Кременцов нарочно оседлал любимого конька, того конька, на котором он немало помотал нервов еще покойной жене. Он любил, впадая в искреннюю жалость к самому себе, одинокому, говорить, что его дела, то, чем он живет, в сущности, никому из близких неважны. Он действительно так считал, но давно, сто лет назад уразумел, что искать такого рода понимания и сочувствия у тех, с кем сидишь ежедневно за завтраком и обедом, по меньшей мере наивно. Из этого источника духовной жажды не утолишь. И если он впоследствии заводился на эту тему, то больше для того, чтобы сбить с толку родного человека. Сейчас он таким образом опередил осточертевшие стенания Викеши по поводу его якобы пренебрежения к сыновнему очагу. И он достиг цели. Викентий лишь печально спросил:
— К ужину приедешь?
— Нет, сынок, устал с дороги. Попью чайку и завалюсь баиньки. Мне ведь не тридцать лет.

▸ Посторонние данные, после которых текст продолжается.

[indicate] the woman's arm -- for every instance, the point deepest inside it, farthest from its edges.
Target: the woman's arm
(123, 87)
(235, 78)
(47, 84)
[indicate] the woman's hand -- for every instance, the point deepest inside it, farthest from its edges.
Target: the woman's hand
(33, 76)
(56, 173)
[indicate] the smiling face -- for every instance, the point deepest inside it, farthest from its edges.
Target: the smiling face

— Давай мы к тебе подскочим с Катенькой, — заманчиво предложил Викентий, и тут же в трубку донесся счастливый внучкин визг. Тимофей Олегович заколебался:
— Да нет, пожалуй, Викеша. Завтра лучше будет...
Они еще немного поговорили о том о сем. О Катенькиных успехах в детском садике, о здоровье — и распрощались. Кременцову было и неловко, и стыдно, и Катеньку хотелось побыстрее расцеловать, насмотреться в ее чистые, весенние роднички, но что-то мешало ему немедленно мчаться на долгожданную встречу. То была не просто усталость. А если и усталость, то не столько тела, сколько разума и души. Он, как скупец, которого обобрали до нитки и оставили с одним медным грошом, инстинктивно и жадно оберегал этот оставшийся грош — независимость своего одиночества, оберегал часто и во вред себе.

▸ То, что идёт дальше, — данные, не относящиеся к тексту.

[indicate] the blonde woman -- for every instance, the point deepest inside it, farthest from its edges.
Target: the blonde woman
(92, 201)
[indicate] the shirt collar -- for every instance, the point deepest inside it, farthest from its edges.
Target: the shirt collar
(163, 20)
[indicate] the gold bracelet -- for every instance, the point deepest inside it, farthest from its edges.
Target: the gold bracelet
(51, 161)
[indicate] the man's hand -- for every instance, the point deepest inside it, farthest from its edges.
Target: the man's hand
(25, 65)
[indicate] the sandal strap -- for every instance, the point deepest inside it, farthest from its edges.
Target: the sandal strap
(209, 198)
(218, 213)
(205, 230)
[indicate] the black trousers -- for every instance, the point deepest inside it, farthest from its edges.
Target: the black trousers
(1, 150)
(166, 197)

Он распаковал чемодан, переодел рубашку, предполагая спуститься в ресторан поужинать. Потом посидел в кресле, отдыхая. Смежил веки, расслабился и почти задремал. Он радовался своему недавно приобретенному умению дремать сидя. Это был и не сон и не явь, а блаженная прострация, полная неги. В эти минуты тяжелые, горькие мысли отступали, на смену им приходили тишайшие дуновения выборочных, дорогих воспоминаний. Надо было только поудобнее, послаще усесться. «У каждого возраста свои преимущества, это верно, — думал он. — Важно угадать соответствие. Грезящий юноша заглядывает в будущее, человек моих лет возвращается памятью к идолам прошлого. Это надежнее. Воспоминания никогда не изменят и не обманут, а переделывать их по своему желанию можно точно так же, как выстраивать будущее, самое для тебя завлекательное. И то и другое одинаково приятно».

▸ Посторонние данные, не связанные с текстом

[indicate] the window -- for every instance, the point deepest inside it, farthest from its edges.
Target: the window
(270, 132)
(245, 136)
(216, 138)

Он думал о вечном, о том, что дает силы, когда нагрянут сроки, бестрепетно перешагнуть роковой предел. Ему не так уж долго осталось ждать этого часа. «Всю жизнь мне недоставало веры, — сожалел Кременцов, — потому что я так и не нашел своего божества. Во что верить? В какого бога? В искусство? В социальный прогресс? Или в бабочку, беззаботно кружащую над летним полем? Не нашел своей веры, и оттого душа часто бывала незанятой и праздной. Оттого и до сих пор суечусь и занят, в сущности, больше собой, чем миром. Только вера во что-то, пусть ошибочная и со стороны смешная кому-то, заполняет человека целиком и спасает от неизбежного растления. Вера, лишь она одна дает огню, изначально живущему в каждом, не потухнуть, гореть ровно и светло, и в конечном счете привносит осмысленность в бытие. Человек заблуждается, домогаясь власти, богатства, славы, уподобляясь, как ему кажется в ослеплении сердца, существу некоего высшего порядка. Это все пустое. Единственно, что нужно человеку, — это вернуться к концу жизни во младенчество, вернуться уже сознательно к той чистоте и свежести духа, которые были щедро отпущены ему природой в самом начале пути».